Page 1 of 1

Ver 7.0.17.1 - Duplicate Media Prevention

Posted: 05 Nov 2022 16:54
by tatewise
FH V7.0.17.1 Updates say:
If you add a picture or other media item into a project, Family Historian will now check for duplicates, skip unnecessary file copies, and avoid creating a new Media record if there is already a Media record for the item in question.
However, it does not explain the criteria for detecting duplicates and there seems to be nothing in the Help.
There are four scenarios when adding Media and considering possible duplicates.
The file paths referred to here are the ones in the Media record File Link.
  1. Both files have different file paths and different contents, so are definitely NOT duplicates.
  2. Both files have different file paths but identical contents, so in some sense are duplicates.
  3. Both files have the same file path but different contents, so are definitely NOT duplicates.
  4. Both files have the same file path and identical contents, so are definite duplicates.
FH is only detecting the last case 4. as duplicates, but does not mention that when they are manually added.
It just quietly does not copy the file and uses the existing Media record.

Case 3. leads to files with a suffix like (n) without FH giving any warning.

Case 2. can arise if the file is left outside FH or copied to a different folder than its existing duplicate.
So this case still needs the 'Check for Possible Duplicate Media' plugin to find such files.

The original trigger for this change was imported Projects where multiple Local Media Objects all referred to the same Media file (i.e. Case 4, above) and produced multiple identical Media Records and multiple file copies.
That problem is fixed by the change, but has missed the opportunity for detecting the other cases.

Re: Ver 7.0.17.1 - Duplicate Media Prevention

Posted: 05 Nov 2022 17:49
by NickWalker
The logic seems to be:
When opening a file, check which folder it is being copied to
If the folder already contains a file with the same name and the file contents are the same then don't bother copying in and use the existing media record instead.

It wouldn't spot if I copied the file into a different folder in the project.

I can fully understand why they've not gone further with this because they'd need to do a full search for duplicates whenever an image was added which could take a very long time (some people have thousands of media records). Any lengthier process would have to be a separate 'search for duplicates' with warnings that this could take a long time. A plugin already does this I think?

Re: Ver 7.0.17.1 - Duplicate Media Prevention

Posted: 05 Nov 2022 18:35
by Mark1834
This seems to be an “I wouldn’t design it this way if it were my app” point rather than a definite bug in FH? I tend to agree that expecting FH to screen all possibilities would be an unreasonable overhead, so plugin remains the best option for users who may have an issue.
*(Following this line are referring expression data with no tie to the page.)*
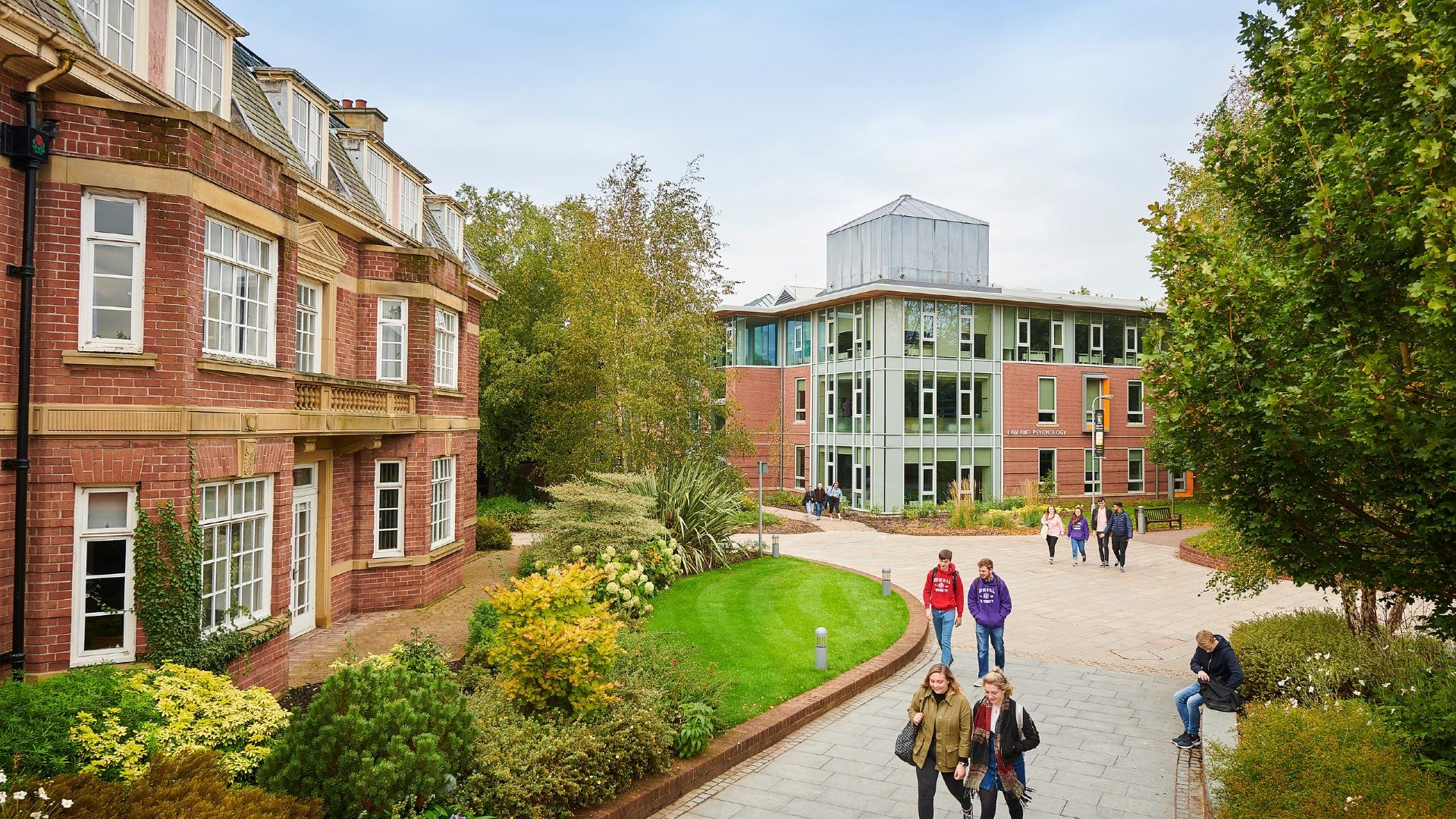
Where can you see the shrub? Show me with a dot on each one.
(698, 500)
(513, 513)
(199, 711)
(185, 784)
(1283, 648)
(554, 645)
(373, 738)
(1301, 763)
(491, 535)
(541, 767)
(36, 720)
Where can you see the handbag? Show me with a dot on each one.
(905, 744)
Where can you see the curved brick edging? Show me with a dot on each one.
(650, 795)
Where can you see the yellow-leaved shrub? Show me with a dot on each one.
(554, 646)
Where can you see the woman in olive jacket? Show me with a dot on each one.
(944, 739)
(995, 761)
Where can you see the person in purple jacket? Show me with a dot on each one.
(989, 602)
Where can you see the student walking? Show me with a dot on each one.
(944, 605)
(1052, 529)
(1213, 662)
(989, 601)
(835, 497)
(941, 706)
(1122, 532)
(1078, 534)
(1101, 522)
(1001, 735)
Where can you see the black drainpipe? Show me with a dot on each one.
(28, 148)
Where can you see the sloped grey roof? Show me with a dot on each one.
(912, 207)
(254, 111)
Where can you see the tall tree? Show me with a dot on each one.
(601, 353)
(1308, 368)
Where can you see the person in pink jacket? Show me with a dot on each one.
(1052, 528)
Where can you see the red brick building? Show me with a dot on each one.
(910, 376)
(235, 276)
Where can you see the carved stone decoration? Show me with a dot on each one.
(246, 457)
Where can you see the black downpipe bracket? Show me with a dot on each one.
(28, 148)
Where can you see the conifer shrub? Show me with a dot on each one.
(184, 784)
(376, 736)
(554, 646)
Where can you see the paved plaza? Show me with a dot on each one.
(1095, 656)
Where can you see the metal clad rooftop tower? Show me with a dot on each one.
(910, 241)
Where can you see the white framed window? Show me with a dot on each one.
(308, 131)
(1134, 403)
(114, 237)
(1046, 401)
(441, 502)
(237, 293)
(376, 175)
(389, 507)
(237, 551)
(306, 327)
(104, 627)
(112, 27)
(447, 349)
(410, 206)
(199, 71)
(394, 321)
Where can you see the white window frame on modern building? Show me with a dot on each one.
(232, 515)
(308, 328)
(1134, 413)
(441, 502)
(91, 279)
(309, 133)
(80, 577)
(447, 349)
(384, 344)
(237, 271)
(382, 506)
(112, 41)
(200, 63)
(410, 213)
(1041, 413)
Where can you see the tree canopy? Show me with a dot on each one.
(1308, 368)
(601, 353)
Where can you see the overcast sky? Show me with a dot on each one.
(1049, 120)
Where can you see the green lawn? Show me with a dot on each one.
(756, 623)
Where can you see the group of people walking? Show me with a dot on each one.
(820, 500)
(1112, 526)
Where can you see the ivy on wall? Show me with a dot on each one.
(168, 591)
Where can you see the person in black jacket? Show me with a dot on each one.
(1213, 661)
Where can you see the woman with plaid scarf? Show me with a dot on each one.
(1001, 733)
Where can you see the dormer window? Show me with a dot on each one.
(112, 27)
(201, 57)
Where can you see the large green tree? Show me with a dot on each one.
(599, 356)
(1308, 368)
Perhaps performance on large media sets could be improved by omitting the resource-intensive contents comparison if the file sizes are different (so cannot be the same content).

Re: Ver 7.0.17.1 - Duplicate Media Prevention

Posted: 05 Nov 2022 18:49
by tatewise
Mark has hit the nail on the head. FH does not need to compare files if they are different sizes.
Anyway, it could keep a cache of encoded file contents just like the plugin once did before FH V7 and my substitute does.
Then checking all files would be very quick.

The lack of Help documentation does not help!

The Check for Possible Duplicate Media error (21125) thread suggested that this new FH V7 feature could make the plugin redundant - but no, not as it stands!

Re: Ver 7.0.17.1 - Duplicate Media Prevention

Posted: 05 Nov 2022 19:23
by NickWalker
Well obviously, it wouldn't compare them if they were different sizes, but it would still be a significant job to scan all the potentially 10s of thousands of files comparing file sizes, particularly on a network drive or non-SSD.

What I was trying to say is that a full system to do all this comparison and caching and dealing with various other issues that would occur is quite a significant development and not this relatively simple additional step added in a minor update.

Re: Ver 7.0.17.1 - Duplicate Media Prevention

Posted: 05 Nov 2022 20:48
by tatewise
As I said, FH would not need to actually scan any files at all if it held a cache of the relevant details.
e.g. file path, size, and md5 hex sum, just like the Check for Possible Duplicated Media plugin.
It could even be indexed by file size to provide an almost instant lookup. It is not rocket science.
The cache just needs a tiny update each time a file is added.

BTW: "this relatively simple additional step" has taken over 7 years to achieve since I reported it! I am not impressed. Sorry!